WHAT WE DO

The Afghanistan Peace Campaign has five components: 

Serve as a resource for peace and human rights activists, humanitarian aid workers, journalists, academics and citizens

The Afghanistan Peace Campaign’s website is updated daily with news from and about Afghanistan and important analytical articles. The website also archives important documents and has links to activist groups, think tanks and organizations carrying out humanitarian aid and conflict resolution programs on the ground in Afghanistan. 

Influence public opinion with op-ed articles, television and radio interviews and extensive use of social media.

The Afghanistan Peace Campaign’s principal implementers, Bill Goodfellow and Shukria Dellawar, have been widely published in the United States and Europe. They write op-ed articles and provide press interviews. 

The Afghanistan Peace Campaign’s advisory board members also write articles for U.S. and European publications.

Nationwide grassroots campaign to bolster public support for engagement with Afghanistan. 

Staff work closely with U.S. activist groups, especially Without War, America’s largest anti-war coalition. Win Without War has been an effective critic of America’s wars in the greater Middle East and north Africa. Win Without War is able to reach millions of activists through it 38 national organizations, from MoveOn.org to the Sierra Club and the National Council of Churches. 

We also work with the Friends Committee on National Legislation, the influential Quaker lobby on Capitol Hill. As well, we coordinate our work with the Institute for Policy Studies and with veterans’ groups that have opposed the war in Afghanistan.

 Meetings with executive branch officials and members of Congress.

 Goodfellow and Dellawar have spent many years establishing contacts with congressional staffers and members of Congress. They also have good contacts with Foreign Service Officers and political appointees in the State Department.

 Congressional strategy

The Biden administration is going to need the support of members of Congress to engage with the new Afghan government. In the case of Vietnam, then-President Bill Clinton could not have normalized relations in 1995 without the support of Senator John McCain and Senator John Kerry, both of whom had served in Vietnam and had real credibility with their congressional colleagues. President Biden is going to need members of Congress to step up and make the case for engagement, for already many Republicans members are insisting that the United States have nothing to do with the new government.

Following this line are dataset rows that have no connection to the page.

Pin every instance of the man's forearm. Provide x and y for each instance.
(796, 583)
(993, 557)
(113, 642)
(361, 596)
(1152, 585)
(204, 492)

In 1976, Goodfellow and his colleagues at the Center for International Policy established the Indochina Project, a special program to build public support for normalization of relations with Vietnam and, later, Cambodia. The Indochina Project staff included academics, journalists and activists who took delegations to southeast Asia and wrote dozens of articles and reports every year.

The key to the Center for International Policy’s team’s effectiveness was collaboration with dozens of activists groups in the United States, a partnership with allies in the Senate and House. We believe the Afghanistan Peace Campaign can replicate a similar, highly effective collaboration between government officials and NGO activists in Afghanistan and activists and congressional staff in Washington. 

Outreach to peace groups in Europe and Japan.

 Goodfellow and Dellawar have long-standing contacts with European peace groups. They have traveled to the UK, France and Norway to meet with key activist groups and also with government officials. They will encourage activists to press their governments to support engagement with the new Afghan government. In addition to writing op-ed articles for U.S. publications, campaign staff have written articles for European and Japanese publications.

Afghanistan Study Group report

The Afghanistan Study Group published a landmark report in August 2010, “A New Way Forward: Rethinking U.S. Strategy in Afghanistan.” The final report was signed by over 50 widely-respected foreign policy professionals and received extensive press coverage in the United States, Europe and in Afghanistan. Signers concluded that the policy the Obama administration was following in 2010 was destined to fail. A decade later, this prediction has been borne out.

The Afghan Study Group’s report and all the attendant press attention failed to reverse U.S. policy because the Obama administration and America’s NATO allies still believed that it was possible to defeat the Taliban, or at least degrade their ability to carry on the fight and force them to accept the terms being offered by the government of President Hamid Karzai.